André Major est beaucoup moins tendre que moi pour les auteurs québécois : dans les années 80-90, il se
« reconnait des affinités avec les Savard, Bessette, Thériault, Langevin, Ferron, Roy et Guèvremont, mais il retourne toujours à la lecture des Stevenson, Faulkner, Giono, Pavese, Hamsun, Onetti, Gombrowicz et Tchekhov. »
« Ce qui n’empêche pas que ma sensibilité esthétique et mes préoccupations m’apparentent davantage à Gombrowicz ou à Tabucchi que par exemple à Anne Hébert ou à Michel Tremblay. »
Autres citations
Comme si je me voyais dans un miroir:
« J’aurais aimé être doué d’une imagination débridée, aussi impersonnelle que possible, et non cantonné comme la mienne dans un territoire à peu près immuable et que je suis incapable d’étendre au-delà des frontières qui me sont familières. »
« Un grand écrivain, ou enfin un écrivain qui passe pour être grand aux yeux de ses contemporains, peut tout se permettre […] tandis que pour l’écrivain de peu de renom […] son obscurité lui interdit de médire des œuvres qui lui puent au nez : on y verrait de la jalousie. »
En parlant du monde de Michel Tremblay, André Major écrit en 1990… Je me demande si comme moi, il a changé d’idée depuis.
« L’affranchissement de la pensée passe nécessairement par le refus critique du langage mou qui trahit une absence de rigueur intellectuelle assez inquiétante. »
Au retour d'une réunion, d'une rencontre un peu houleuse, il n'y a pas une conversation que je ne me repasse pas dans ma tête. Pas la seule à ce que je vois:
« Je constate souvent que j’ai trop parlé ou tenu des propos qui caricaturaient ma pensée. Ou bien que je ne n’ai pas assez parlé, et alors me viennent à l’esprit les répliques que j’aurais dû lancer au bon moment. »
« Il me semble que tout ce que je possède vraiment, c’est une langue d’usage quotidien, bonne à tout faire si on veut, et qui m’échappe dès lors que je lui en demande davantage, par exemple de se muer en écriture. L’écrivain en moi la voudrait pur jaillissement […] parcourue de frissons et miroitante tout à la fois. »
« Je ne sais trop ce qui est le plus insupportable chez les écrivains : la fatuité de celui qui a réussi avec peu de talent et beaucoup de savoir-faire ou l’amertume de celui qui, faute de savoir-faire, n’a pas vu son talent reconnu. »
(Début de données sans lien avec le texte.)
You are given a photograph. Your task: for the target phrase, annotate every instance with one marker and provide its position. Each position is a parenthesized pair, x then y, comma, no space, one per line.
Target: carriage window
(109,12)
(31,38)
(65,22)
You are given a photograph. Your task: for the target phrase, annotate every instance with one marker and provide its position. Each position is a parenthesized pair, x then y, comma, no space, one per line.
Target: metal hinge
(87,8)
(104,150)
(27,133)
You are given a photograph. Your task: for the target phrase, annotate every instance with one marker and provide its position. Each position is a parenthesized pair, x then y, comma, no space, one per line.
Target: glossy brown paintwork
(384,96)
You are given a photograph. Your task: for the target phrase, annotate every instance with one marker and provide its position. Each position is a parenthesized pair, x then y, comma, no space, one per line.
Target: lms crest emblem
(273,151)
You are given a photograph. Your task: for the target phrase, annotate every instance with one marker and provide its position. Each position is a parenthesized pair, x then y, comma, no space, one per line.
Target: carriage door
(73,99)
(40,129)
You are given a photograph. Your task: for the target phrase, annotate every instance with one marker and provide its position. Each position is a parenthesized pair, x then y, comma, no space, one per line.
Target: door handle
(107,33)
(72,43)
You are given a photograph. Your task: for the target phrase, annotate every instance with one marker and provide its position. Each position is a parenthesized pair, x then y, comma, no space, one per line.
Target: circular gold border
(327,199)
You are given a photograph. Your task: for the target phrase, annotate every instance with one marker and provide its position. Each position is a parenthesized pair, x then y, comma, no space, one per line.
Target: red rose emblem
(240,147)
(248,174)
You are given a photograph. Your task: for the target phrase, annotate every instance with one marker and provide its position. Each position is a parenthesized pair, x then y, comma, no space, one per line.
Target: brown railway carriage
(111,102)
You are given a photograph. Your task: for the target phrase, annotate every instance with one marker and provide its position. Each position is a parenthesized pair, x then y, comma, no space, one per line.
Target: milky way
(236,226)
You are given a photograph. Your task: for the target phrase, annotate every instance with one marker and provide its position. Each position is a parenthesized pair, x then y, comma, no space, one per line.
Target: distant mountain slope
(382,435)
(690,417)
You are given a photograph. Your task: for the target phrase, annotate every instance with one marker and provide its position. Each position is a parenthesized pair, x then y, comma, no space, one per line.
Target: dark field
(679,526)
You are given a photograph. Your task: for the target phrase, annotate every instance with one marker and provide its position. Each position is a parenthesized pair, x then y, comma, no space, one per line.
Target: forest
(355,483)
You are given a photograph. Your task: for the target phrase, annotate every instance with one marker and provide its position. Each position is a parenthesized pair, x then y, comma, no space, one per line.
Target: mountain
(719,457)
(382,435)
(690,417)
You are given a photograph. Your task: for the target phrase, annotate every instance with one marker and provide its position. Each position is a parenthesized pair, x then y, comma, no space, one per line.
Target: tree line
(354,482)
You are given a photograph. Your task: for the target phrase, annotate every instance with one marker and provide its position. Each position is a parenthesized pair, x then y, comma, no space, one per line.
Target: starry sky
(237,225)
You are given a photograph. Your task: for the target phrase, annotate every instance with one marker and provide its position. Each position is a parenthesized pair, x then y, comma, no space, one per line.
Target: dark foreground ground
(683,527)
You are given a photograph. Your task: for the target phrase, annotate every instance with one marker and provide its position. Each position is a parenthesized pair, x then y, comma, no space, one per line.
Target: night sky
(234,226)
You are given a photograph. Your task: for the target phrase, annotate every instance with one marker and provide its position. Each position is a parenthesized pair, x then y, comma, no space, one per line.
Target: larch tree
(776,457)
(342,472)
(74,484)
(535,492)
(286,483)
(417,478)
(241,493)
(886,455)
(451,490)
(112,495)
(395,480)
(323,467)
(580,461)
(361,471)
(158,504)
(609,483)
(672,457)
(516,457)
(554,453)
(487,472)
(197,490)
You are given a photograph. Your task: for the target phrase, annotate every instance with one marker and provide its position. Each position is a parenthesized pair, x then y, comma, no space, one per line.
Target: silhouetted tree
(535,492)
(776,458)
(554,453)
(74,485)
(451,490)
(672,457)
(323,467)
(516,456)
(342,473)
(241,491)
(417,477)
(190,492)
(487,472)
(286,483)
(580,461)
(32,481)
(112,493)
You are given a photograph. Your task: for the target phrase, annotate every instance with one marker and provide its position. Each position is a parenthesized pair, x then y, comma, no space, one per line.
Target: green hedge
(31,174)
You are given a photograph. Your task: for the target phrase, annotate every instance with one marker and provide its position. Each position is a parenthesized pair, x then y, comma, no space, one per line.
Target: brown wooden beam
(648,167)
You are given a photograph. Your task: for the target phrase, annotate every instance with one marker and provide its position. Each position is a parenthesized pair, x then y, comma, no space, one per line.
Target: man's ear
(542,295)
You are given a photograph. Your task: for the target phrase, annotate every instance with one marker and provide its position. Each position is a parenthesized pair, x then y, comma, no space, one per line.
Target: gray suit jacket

Dans le texte, une citation de l’écrivain trinidadien V.S. Naipaul :
« Rien ne révèle un être comme une fiction qu’il écrit. Si vous écrivez un roman, vous déclarez en même temps : c’est ceci qui m’émeut, qui me semble beau, etc. Vous ne pouvez rien cacher, vous vous trahissez. »
Au sujet de la langue, je rappelle que ce sont des opinions qui ont été écrites en 1992 :
« Au-delà de la langue, ou plutôt à travers elle, c’est une crise profonde qui se trouve ainsi dévoilée : celle d’un peuple victime d’une sorte d’anémie culturelle et qui, faute d’affirmer autrement sa différence, se replie sur une langue infantilisée. “Dis-le dans tes mots, moman va comprendre”, tel devrait être le slogan publicitaire du Robert québécois qui n’est rien de plus que le vadémécum de notre rapetissement culturel. »
«Il arrive aussi, comme c’est le cas en feuilletant les Carnets du romancier polonais Kasimierz Brandys, qu’une réflexion vous frappe avec la force et la vélocité d’une évidence, que vous faites vôtre aussitôt, un peu déçu tout de même de ne pas en être l’auteur. »
La semaine dernière, au bord du fleuve, je guettais les sarcelles et la marée, aujourd’hui, de retour à la maison située entre une plantation de grands pins rouges et un champ de soya, jaune et sec, bientôt prêt pour la récolte, j’épie le suisse qui grappille les dernières mûres. Et, comme un carnettiste, peut-être un jour en parlerais-je plus joliment.